Just when I had bought CFL light bulbs, I got hit with the news. In a switch, The INS has turned that 'Give me your tired, your poor and huddled masses' into 'Give me your lucky, your 1 of 3.'
You know that flame that rides atop Her Ladyship Liberty's cone? I wanted to replace that flame with a compact florescent. I wanted something long-lasting. It would save money and it was the right thing to do. Mother would approve of the low wattage, and I had found that IKEA ones have a mild glow that almost incandesce.
So there I was, looking to the future; five, maybe ten years that we could watch that baby burn and see whether the music, when it's over, herald the light's adieu.

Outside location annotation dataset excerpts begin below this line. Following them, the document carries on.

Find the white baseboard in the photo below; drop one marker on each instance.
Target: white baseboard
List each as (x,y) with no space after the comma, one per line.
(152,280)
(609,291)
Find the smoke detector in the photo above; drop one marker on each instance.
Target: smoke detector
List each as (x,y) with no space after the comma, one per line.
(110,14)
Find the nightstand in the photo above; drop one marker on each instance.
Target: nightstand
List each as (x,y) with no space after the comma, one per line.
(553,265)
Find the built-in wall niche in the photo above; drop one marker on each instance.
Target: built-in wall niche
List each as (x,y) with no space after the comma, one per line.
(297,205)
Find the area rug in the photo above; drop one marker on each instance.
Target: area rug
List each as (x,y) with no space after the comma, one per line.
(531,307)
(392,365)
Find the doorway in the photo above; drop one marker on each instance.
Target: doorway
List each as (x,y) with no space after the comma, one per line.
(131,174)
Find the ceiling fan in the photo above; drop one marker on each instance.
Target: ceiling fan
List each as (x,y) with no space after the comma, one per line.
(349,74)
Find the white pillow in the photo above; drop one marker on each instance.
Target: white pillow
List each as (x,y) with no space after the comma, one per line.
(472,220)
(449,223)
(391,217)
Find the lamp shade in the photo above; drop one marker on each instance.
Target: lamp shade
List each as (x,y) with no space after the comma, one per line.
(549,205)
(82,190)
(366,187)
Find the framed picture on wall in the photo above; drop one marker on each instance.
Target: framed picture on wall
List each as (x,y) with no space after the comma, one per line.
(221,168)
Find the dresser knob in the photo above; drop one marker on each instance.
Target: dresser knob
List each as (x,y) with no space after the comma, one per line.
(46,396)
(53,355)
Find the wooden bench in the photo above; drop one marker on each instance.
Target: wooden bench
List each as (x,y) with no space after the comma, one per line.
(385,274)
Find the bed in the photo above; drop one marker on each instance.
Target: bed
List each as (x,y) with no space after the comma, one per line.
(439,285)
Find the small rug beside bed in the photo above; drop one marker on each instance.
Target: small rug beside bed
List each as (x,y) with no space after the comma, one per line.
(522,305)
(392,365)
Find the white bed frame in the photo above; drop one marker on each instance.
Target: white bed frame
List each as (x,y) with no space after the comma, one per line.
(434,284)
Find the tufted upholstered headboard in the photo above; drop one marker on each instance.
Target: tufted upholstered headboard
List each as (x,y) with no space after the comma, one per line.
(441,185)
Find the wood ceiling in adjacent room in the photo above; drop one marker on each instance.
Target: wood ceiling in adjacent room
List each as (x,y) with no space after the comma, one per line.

Instead it was the "I" in the INS's invisible I N K , that would make my legal goodbye legible, and would make the inevitable flip of the script.
Five dollars for each bulb. A social experiment meant to accrue the due, passing the savings on to—me, true. But now what am I to do? Post a personal on craigslist? "Expedited expatriate needs to pass the torch; they passed on me so I'm passing the savings on to you; fully paid; some installment necessary; ask not which Watt! what you can do is ask rather what your country has done for you."
"Give me your tired, your poor and huddled masses." With luck, they won't pass the dim bulbs onto you. Just the ones that last and pay you back.